The easiest way to make a job difficult is to make the goals unclear. For those who are responsible for running a company, the background chatter about stakeholding should not be allowed to make their jobs more difficult. In particular it should not be allowed to introduce any confusion about the ultimate goal of a business whose capital structure is share capital. The aim of such an enterprise is not to satisfy the interests of all its stakeholders but to satisfy the interests of its shareholders. Where the directors of a company are the same as its owners, there is no confusion: it is up to them to run the business to achieve whatever goals they see fit. Thus a private company whose owner-managers wish to make a lower return on their capital in order to offer a better lifestyle to their employees or more investment in their local community can do exactly that. In a public company where the directors are acting as agents for its shareholders, the interests of the shareholders are well understood: they wish the company to maximise their total financial returns.

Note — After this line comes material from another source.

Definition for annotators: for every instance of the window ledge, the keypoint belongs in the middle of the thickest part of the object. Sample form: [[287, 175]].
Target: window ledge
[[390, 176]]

The notion of stakeholding becomes relevant when working out how best this is achieved. It was several decades ago that the term was first used in a commercial context. Managers were looking to formalise their recognition that the prosperity of their enterprise was closely tied to the quality of the relationships it had with certain key interest groups.
These interest groups were labelled stakeholders (a misnomer which served as an acceptable shorthand at the time but has contributed significantly to the confusion surrounding the status of these interest groups in a company's affairs). What may to some appear as little more than good business sense, has subsequently assumed the grandiose title of stakeholder theory: that the interests of the shareholders are best served by looking out for the interests of the stakeholders.
It is a happy coincidence that this is the way that most people would choose to run a company - be nice to those with whom you do business. It also damps down some of the underlying tensions between capitalism and democracy, reducing the temptation for governments to legislate. These attractions should not lead managers of public companies astray; they should continually be assessing what is the best practice for their business to maximise shareholder return. It may well be that looking after stakeholders is the best route to achieve this as the wealth generated for shareholders by long-established decent companies like Marks & Spencer suggests. But the danger is that the well-being of the stakeholders becomes an end in itself. This reduces the clarity of objective - and the ability to communicate it - which is key to the success of organisations and leads to erratic and incomprehensible decision-making. At this point, stakeholder theory becomes little more than a charter for weak and confused management.